Carriers… are offering private suites for first-class passengers, three-star meals and personal service once found only on corporate jets. They provide massages before takeoff, whisk passengers through special customs lanes and drive them in a private limousine right to the plane. Some have bars. One airline has installed showers onboard.That these luxury passengers are paying $15,000 a seat and provide more than half the revenues from each flight did not seem to make much difference.
The amenities in the back of the cabin? Sparse.
Finally last Sunday the Times found an éminence grise in former Republican mayoral candidate Ron Lauder, who spearheaded the campaign to impose term limits on New York City politicians. Pictured in front if a $135 million painting in light that made him look like a German baron who supported the Nazis in 1933, Lauder was stigmatized as a manipulator "now worth $3.1 billion" who is making "shrewd use of the tax code [to achieve] deductions worth tens of millions of dollars in federal income taxes." Lauder's sin is that he has donated paintings from his personal collection to establish the Neue Galerie of Austrian and German art in Manhattan. When the New York Times starts pillorying art galleries, you know you're in a new era.
Still, all this hasn't been enough for Paul Krugman, the only certifiable lunatic ever to win a Nobel Prize. Last Friday Krugman informed readers that aiming at the 1 percent is all wrong. They should be raising their sites:
If anything… the 99 percent slogan aims too low. A large fraction of the top 1 percent's gains have actually gone to an even smaller group, the top 0.1 percent -- the richest one-thousandth of the population.
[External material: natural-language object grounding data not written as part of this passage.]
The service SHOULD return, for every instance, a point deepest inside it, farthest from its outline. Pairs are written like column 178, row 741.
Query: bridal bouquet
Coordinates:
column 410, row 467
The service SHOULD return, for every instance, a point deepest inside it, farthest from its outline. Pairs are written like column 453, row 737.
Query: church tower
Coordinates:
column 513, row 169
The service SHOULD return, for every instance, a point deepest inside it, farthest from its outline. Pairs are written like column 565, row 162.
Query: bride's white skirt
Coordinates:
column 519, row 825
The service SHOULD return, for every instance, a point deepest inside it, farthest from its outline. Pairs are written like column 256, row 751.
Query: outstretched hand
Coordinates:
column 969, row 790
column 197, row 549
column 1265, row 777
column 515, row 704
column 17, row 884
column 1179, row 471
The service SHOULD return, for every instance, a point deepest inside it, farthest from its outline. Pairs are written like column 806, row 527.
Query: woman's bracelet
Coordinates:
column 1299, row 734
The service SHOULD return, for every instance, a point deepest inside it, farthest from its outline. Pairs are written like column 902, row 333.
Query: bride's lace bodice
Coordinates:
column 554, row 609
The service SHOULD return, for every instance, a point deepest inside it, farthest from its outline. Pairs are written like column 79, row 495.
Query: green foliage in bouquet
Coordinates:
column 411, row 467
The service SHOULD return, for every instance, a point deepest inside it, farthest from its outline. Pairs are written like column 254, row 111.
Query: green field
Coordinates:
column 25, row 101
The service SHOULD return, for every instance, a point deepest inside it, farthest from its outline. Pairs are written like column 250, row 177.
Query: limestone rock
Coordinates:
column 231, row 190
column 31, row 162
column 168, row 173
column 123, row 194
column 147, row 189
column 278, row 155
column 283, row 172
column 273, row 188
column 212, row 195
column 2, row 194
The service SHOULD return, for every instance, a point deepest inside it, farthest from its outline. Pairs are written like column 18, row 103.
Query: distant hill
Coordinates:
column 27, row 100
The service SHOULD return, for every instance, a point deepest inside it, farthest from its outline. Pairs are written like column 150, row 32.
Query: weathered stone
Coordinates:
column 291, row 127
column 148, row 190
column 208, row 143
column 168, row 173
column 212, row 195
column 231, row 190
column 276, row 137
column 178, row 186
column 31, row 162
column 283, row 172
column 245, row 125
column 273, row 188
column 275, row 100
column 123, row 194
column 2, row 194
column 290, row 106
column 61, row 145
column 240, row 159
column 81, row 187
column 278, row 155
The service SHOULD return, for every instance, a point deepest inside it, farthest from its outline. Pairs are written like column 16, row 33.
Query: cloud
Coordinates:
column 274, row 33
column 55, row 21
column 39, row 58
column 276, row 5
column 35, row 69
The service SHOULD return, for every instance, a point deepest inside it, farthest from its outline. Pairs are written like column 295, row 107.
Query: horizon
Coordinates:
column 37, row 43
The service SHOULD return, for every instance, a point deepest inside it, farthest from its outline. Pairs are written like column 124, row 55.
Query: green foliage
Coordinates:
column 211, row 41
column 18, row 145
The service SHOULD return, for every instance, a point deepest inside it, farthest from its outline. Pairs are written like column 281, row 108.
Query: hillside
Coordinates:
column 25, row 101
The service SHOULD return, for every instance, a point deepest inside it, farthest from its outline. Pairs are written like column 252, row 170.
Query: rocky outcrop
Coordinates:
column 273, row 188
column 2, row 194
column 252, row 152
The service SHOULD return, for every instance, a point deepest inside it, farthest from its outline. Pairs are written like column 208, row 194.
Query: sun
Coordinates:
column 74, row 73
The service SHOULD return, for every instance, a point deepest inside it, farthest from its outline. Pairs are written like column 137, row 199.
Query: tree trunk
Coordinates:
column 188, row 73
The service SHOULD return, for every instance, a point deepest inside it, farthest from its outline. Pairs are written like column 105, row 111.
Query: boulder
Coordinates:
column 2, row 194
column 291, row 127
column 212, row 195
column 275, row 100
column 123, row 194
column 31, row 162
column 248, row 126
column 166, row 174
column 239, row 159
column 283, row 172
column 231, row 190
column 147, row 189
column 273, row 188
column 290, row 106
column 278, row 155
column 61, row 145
Dismissing the objection that the .01 percent might include some "job creators" (Times style is now to put ironic quotation marks around "job creators"), Krugman goads his followers to action:
So should the 99.9 percent hate the 0.1 percent? No, not at all. But they should ignore all the propaganda about "job creators" and demand that the super-elite pay substantially more in taxes.Seriously, what's the point of singling out the "0.1 percent" if not to hate them? But let's go Krugman one better. I'll bet it's not just the 0.1 percent or the 0.01 percent or the 0.0001 percent that's responsible for this country's ailing economy. I'll be there's one individual behind it all, one sinister billionaire who is manipulating the system, thwarting poor old President Obama efforts to bring prosperity to the people. I'll bet we even know his name. It's Goldstein, Emmanuel Goldstein.